During this recent exclusive interview with Collider, director Julian Jarrold (Kinky Boots, Becoming Jane) talked about what made him sign on to direct The Girl, how nervous he was about showing someone as revered as Hitchcock in this light, why they decided to shoot in Cape Town, the challenges of casting actors to play Alfred Hitchcock and Tippi Hedren, breathing a sigh of relief over Tippi Hedren’s positive response to the film, and what makes him sign on to direct something. Check out what he had to say after the jump.
JULIAN JARROLD: It was just sent to me, actually, as an earlier draft, some time ago. It was about the making of The Birds and Marnie, but the main thing was about this abusive relationship that took place. So, I attached myself and met with the writer (Gwyneth Hughes), and the writer had done a lot of research. She’d come over here and met Jim Brown, his First A.D., who’s sadly died since then, and Rita Riggs, the costumer, and Tippi [Hedren], and pieced it all together. So, I worked on the script awhile with her and BBC suddenly greenlit it in a panic because they wanted to do it this year. And then, HBO came in and it all happened very quickly, actually.
In taking on someone who’s considered one of the most creative minds in the history of cinema, did it make you a little nervous about showing him, in this light?
JARROLD: Yes, it did, a lot. In England, particularly, he’s revered. I’ve revered him, as well. But, I was always puzzled by some of the strangeness of where these ideas were coming from. What’s fascinating about this story is that you suddenly go, “Oh, I see!,” and you get an insight into that. So, I was nervous. One of the concerns I had, at the beginning, was that it’s not a black and white story. He behaved monstrously, but he’s not quite a monster. There’s a history of where he’s coming from. The great thing in casting Toby [Jones] was that he did give him a humanity, I think. It doesn’t excuse anything, of course, but it probably makes it creepier. Hopefully, it sustains the drama because you get a sense of where these things are coming from.
JARROLD: Yeah. Just on the Hitchcock side, he did behave monstrously, and I did want to explore exactly what that was about and hint at these extraordinarily strange romantic yearnings that he had, and the contradictions between him asking her to be sexually available and him being impotent. Those are very strange, unsettling things. So, I wanted to capture all those nuances, and the fact that it wasn’t just Hitchcock (Jones) and Tippi (Sienna Miller), it was this rather curious triangle of Hitchcock, Tippi and Alma (Imelda Staunton). With Tippi, I wanted to get the sense of it starting out very optimistic. He was the perfect teacher. He taught her about wine, he gave her clothes, and then he gradually just said, “No, you’re going to wear those clothes at home, as well,” and the pressure started to get more intense, as it went on. I wanted to portray Tippi in a realistic way and get an insight into why she put up with it, and also showing that dignity and strength, being able to resist it. All that was tricky. When Hitchcock said one thing, he was actually being quite vindictive and bullying with what he meant, even though he didn’t appear to be saying that. It’s only come out fairly recently because Tippi didn’t want to talk about it. It’s alluded to in the old biographies, but it’s really only recently that people have been prepared to talk about it. It’s very interesting, really. You didn’t talk about it. You just got on with it and suffered. In that respect, we’ve changed quite a lot.
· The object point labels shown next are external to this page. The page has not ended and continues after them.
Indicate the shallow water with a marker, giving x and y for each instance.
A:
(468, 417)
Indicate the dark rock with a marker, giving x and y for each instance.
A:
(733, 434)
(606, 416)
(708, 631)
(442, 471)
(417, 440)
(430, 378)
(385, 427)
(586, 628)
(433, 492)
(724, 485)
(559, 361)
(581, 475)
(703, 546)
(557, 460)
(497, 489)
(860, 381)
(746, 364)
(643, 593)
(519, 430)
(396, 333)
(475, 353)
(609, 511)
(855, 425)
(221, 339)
JARROLD: Yes, I did with The Birds and Marnie. When you go back to Marnie, you see it in a completely different light. When you see the scene where Sean Connery is “raping” her, after seeing our film, it really puts things into perspective. It’s quite an intense performance from Tippi in Marnie, and you get tense, knowing where that’s coming from. It had these strange ideas of how her sexual frigidity could be cured. Hitchcock was using that almost as his own personal psychological case study for his life, and that was all fascinating. I wanted to direct it in a Hitchcockian way. I wanted to capture that glamour and that world of Hollywood. As the starting point for the audience to be taken into that world, it’s fascinating. I think we’re all fascinated by that. And then, you peel back the layers and see that there’s a darker side of that. The Vertigo story is quite almost semi-autobiographical, in the way that Hitchcock creates this blonde. In the film, the character loses his perfect blonde to somebody else, who she marries. Some people said that was Grace Kelly going off, and then he plucked this woman who was quite ordinary and turned her into this glamorous blonde, and that was Tippi. I think the key to his psychology was in that film. It was fun going back to all that. I also revisited Psycho and quite a few of the others.
Was it weird to film such a Hollywood story in Cape Town, South Africa?
JARROLD: Well, it certainly would have been harder in London, in the winter. There were two things. Their architecture is a little bit behind, and there are quite good ‘50s and ‘60s buildings, still preserved. We were very lucky to find this old studio that hadn’t really had much done to it. It was almost intact, so we just took it over. Also, I wanted the contrast of this intense blue sky and bright sunlight with the darkness of the subject matter and the claustrophobia of his office. That was very important, really. Shooting it in the real Hollywood, for a period film, is very, very difficult. So, Cape Town actually worked perfectly. We were lucky because we didn’t know if it was going to.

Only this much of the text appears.